A friend has wanted to talk lately about the hard work of forgiveness, so I’ve been thinking about what I’ve learned about it over the past few years.

Not long enough ago I hurt someone pretty badly and was hurt back as badly in return. We had cast down the china teacup of our relationship and it shattered. The best repair we could manage leaked through its glued seams. It wouldn’t hold and we came apart for good.
That experience taught me a lesson that seemed paradoxical at the time but is now so obvious that it’s elementary: Getting over being hurt means accepting the pain. It doesn’t go away as long as you deny it. It doesn’t go away as long as you ruminate on it, where it builds resentment. Acceptance is the only way through; acceptance accomplishes most of the healing. As I worked at simply letting myself hurt – and it hurt a lot – the pain diminished and disappeared, and I came to no longer hold anything against that person.

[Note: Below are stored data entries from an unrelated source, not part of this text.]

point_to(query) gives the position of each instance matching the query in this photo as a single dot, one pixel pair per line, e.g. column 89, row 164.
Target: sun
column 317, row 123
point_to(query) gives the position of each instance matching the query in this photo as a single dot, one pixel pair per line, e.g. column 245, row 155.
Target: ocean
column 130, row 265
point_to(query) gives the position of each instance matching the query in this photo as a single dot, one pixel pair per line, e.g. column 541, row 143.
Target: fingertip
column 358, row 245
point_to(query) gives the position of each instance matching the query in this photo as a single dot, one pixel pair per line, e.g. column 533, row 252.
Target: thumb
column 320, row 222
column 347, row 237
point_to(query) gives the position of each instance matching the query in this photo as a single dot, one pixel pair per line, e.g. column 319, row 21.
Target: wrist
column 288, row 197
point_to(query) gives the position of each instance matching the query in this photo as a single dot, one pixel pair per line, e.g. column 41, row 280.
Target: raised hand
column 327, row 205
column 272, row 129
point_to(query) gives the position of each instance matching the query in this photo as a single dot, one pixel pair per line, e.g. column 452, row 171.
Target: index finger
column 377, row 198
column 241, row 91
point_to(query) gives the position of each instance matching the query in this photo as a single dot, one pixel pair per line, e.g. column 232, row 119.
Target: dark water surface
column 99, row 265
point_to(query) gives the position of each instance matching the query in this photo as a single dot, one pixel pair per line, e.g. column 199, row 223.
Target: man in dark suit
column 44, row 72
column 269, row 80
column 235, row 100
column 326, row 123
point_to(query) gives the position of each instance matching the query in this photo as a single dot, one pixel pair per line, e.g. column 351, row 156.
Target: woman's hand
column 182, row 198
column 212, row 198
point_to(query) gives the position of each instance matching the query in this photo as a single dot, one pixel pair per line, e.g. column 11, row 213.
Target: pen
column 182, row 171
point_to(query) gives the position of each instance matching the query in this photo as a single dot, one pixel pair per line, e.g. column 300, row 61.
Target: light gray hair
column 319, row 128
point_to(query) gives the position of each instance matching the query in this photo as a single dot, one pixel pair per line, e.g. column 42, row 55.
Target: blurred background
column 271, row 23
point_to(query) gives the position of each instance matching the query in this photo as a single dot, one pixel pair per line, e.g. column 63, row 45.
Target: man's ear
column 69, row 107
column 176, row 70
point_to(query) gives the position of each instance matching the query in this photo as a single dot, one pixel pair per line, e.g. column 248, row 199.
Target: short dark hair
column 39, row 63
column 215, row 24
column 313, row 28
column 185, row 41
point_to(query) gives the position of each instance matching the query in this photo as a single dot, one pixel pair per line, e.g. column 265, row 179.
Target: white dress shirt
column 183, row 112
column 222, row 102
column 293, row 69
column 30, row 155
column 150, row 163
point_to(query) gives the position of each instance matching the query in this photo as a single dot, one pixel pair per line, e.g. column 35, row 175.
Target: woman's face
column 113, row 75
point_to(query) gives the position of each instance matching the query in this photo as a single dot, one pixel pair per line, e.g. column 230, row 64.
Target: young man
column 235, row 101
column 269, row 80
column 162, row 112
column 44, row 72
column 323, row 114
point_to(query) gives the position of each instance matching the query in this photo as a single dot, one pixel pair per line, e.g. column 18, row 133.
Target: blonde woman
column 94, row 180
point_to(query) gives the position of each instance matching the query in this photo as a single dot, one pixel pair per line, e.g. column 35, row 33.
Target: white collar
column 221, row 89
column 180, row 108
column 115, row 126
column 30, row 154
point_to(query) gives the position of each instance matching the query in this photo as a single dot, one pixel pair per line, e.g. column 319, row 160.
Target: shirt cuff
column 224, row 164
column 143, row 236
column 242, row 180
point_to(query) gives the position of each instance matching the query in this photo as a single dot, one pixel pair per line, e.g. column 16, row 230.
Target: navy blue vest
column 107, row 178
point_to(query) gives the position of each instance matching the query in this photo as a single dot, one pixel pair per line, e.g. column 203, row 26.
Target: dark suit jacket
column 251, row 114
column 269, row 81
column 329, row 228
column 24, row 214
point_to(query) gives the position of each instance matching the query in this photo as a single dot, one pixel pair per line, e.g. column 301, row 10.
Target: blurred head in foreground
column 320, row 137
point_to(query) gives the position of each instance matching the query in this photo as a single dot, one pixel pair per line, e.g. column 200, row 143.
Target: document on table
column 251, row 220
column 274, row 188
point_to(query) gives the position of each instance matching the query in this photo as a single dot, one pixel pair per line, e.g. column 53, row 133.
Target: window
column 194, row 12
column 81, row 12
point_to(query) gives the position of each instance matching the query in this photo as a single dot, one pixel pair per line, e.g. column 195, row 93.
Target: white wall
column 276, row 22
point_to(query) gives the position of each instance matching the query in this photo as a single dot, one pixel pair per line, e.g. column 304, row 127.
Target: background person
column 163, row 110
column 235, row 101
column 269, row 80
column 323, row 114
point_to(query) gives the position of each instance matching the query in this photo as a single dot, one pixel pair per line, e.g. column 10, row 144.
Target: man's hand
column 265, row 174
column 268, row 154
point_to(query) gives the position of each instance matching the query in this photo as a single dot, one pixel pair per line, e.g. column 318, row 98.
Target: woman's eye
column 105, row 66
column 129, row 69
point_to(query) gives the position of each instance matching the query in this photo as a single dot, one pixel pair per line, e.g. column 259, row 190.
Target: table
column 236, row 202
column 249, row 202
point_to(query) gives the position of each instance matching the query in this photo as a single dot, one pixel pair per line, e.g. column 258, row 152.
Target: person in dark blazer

Because I’m given to foolish fantasies of a harmonious world, I also learned a second, more difficult lesson. I always thought that when I forgave, it was to be as though the wrong never happened and that I should be reconciled to the one who hurt me. God says that when he forgives, he remembers our sins no more. He gives second, fifth, ninety-fourth, and seventy-times-seventh chances. It was hard for me to see that while God loves reconciliation, he also does not want me to keep putting myself in harm’s way. Two people can simply not be good for each other. Maybe one or both have a nature that’s toxic to the other. Maybe the number or severity of past hurts make it too hard to rebuild trust. Maybe their needs conflict in too many ways. So sometimes the best way I can care for myself is to let the other person go. I’m sure that a few people are best off having let me go, too.